"The only thing worse than being blind is having sight but no vision."
— Helen Keller
The most impressive evolutions of human organs is the eye. With origins over 500 million years ago, as a photoreceptive "eyespot" in single-celled organisms (which could only see the difference between light and dark), eyes can now distinguish objects, differentiate colours, clean and protect themselves from foreign objects and shift focus from your phone screen to the distant horizon in a third of a second.
Sight is a sense often taken for granted, especially in the current age of corrective lenses. Spectacles have been around for centuries. Contact lenses have been commercially available since the 1970s. And in the last few decades, refractive eye-surgery techniques have become safer, more affordable and produced more consistent results.
I inherited my father's terrible myopia as a child, so for most of my life I've had to wear corrective lenses just to get through the day. Contact lenses liberated my youth both socially (schoolyard reprieve) and physically (sports), but after about 20 years of full-time contact lens wear, I began to see the downside.
Having a polymer disc in and out of your eye every day is a very easy way to introduce infection. A strict hygiene regimen is essential to avoid bacteria finding its way in, which can result in messy ailments like conjunctivitis. Every time this happens it introduces a chance of causing more than superficial harm to your eyes. After many of these ocular mishaps at the twilight of my twenties, I finally shelled out for the corrective surgery and had tiny Implantable Collamer Lenses (ICL) permanently installed inside my eye balls.
The feeling of waking up and seeing the world with absolute clarity was as amazing as it sounds. Once my brain adjusted to the halos (this can be especially prominent when driving at night), there really weren't any drawbacks. I only had to watch the risk of a penetrating eye injury, as that could cause a collision between the implanted lens and my eye's natural lens, which could in turn result in a cataract. I obeyed the doctor's orders and carried on my life with 20/20 vision, skipping through the day with my new-found freedom and convinced that this was going to be my vision for the rest of my life.
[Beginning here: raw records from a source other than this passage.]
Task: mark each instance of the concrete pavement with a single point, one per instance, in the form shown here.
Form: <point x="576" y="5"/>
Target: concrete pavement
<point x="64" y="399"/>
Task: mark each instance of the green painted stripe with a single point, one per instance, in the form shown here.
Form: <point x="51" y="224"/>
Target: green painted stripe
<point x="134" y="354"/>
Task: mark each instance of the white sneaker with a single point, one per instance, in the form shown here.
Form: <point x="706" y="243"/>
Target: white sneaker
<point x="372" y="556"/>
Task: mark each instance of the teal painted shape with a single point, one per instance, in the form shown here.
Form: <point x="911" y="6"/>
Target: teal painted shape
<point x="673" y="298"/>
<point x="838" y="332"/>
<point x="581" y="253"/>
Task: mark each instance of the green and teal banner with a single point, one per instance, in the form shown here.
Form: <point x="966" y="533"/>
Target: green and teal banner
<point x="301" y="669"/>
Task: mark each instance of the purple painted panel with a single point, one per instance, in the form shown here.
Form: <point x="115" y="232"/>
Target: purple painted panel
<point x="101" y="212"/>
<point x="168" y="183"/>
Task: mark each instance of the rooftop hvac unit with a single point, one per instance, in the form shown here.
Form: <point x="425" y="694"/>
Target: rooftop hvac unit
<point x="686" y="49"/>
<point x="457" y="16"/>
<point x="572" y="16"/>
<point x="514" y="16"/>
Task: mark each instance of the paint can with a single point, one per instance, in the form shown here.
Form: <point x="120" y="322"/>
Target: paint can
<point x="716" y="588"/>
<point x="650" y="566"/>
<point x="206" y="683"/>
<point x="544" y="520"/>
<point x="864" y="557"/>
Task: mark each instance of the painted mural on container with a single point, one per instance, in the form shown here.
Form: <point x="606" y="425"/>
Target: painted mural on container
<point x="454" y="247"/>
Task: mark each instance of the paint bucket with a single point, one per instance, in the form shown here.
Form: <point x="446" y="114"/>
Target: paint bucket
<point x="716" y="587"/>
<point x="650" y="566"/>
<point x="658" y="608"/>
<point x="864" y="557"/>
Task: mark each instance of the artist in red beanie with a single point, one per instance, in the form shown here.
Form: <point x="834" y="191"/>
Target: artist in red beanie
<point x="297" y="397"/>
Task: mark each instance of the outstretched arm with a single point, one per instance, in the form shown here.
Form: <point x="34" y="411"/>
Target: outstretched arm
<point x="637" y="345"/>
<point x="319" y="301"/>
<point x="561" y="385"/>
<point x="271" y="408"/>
It's been nine years since I had the ICL surgery and my vision has now unfortunately degraded a few points. I can still get through the majority of my day without trouble, but I do own glasses again (though they aren't the coke bottle lenses of my youth) which I wear when working on the computer, watching movies and driving the highway at night. I'd love to have 20/20 vision in the mountains again, but I don't want to take my glasses into those foggy, sweaty situations, let alone risk breaking them. And with ongoing allergy issues in my eyes, I refuse to go back to contact lens wear. That was the whole point of refractive surgery in the first place!
After a checkup at the local Whistler optometrist and explaining to her that I was struggling to make out details in the terrain while skiing and mountain biking, they recommended I try a pair of goggle inserts; thin plastic spectacles that clip inside your favourite ski or biking goggles. I figured it was worth a shot and ordered a pair of Oakley Flightdeck goggles through online optics manufacturer SportRx. This company has been making prescription lenses for other sport sunglasses brands for years and recently turned their attention toward the snowsports market with custom prescription inserts. In an effort to avoid obvious coke bottle appearance with the inserts, I chose a reflective lens.
Donning prescription goggles for the first time feels much like putting on a new pair of glasses; reduced peripheral vision and a strange feeling from the unfamiliar clarity. But it wasn't long before my vision adjusted to this and I began looking up at ski lines and noticing details that had been fuzzy for years. Skiing in low light and low visibility is a challenge whatever your visual acuity, but I was approaching these situations with more confidence knowing that I could see terrain changes as clearly as possible. My only gripe was that a thin line of fog would start to form in the middle of the insert lens when I was standing still, i.e., waiting in the lift lines, but this never hung around once I was moving on the chairlift or skiing. I'm going to experiment with ventilation and anti-fog treatment to see if I can eliminate that. The other thing is that more plastic inside the lens inevitably builds up more dust through static attraction, so wiping regularly with lens cleaner fluid is a must.
Skiers and snowboarders demand good optics and are willing to pay for it. New light-filtering lens technology such as Oakley's PRIZM and Smith's Chromapop (nevermind the marketing buzzwords, they're the same thing) give amazing definition in the snow, but that rose-coloured filter is only as good as your vision. If your vision is plagued with astigmatism or myopia/hyperopia of 0.50 or more, goggle inserts are worth checking out. I'm even excited to transfer my inserts into my mountain bike goggles this summer to see what difference they make on the dark trails of the Whistler Bike Park.
Our eyes have evolved this far. Don't shortchange them by suffering through poor vision in the mountains.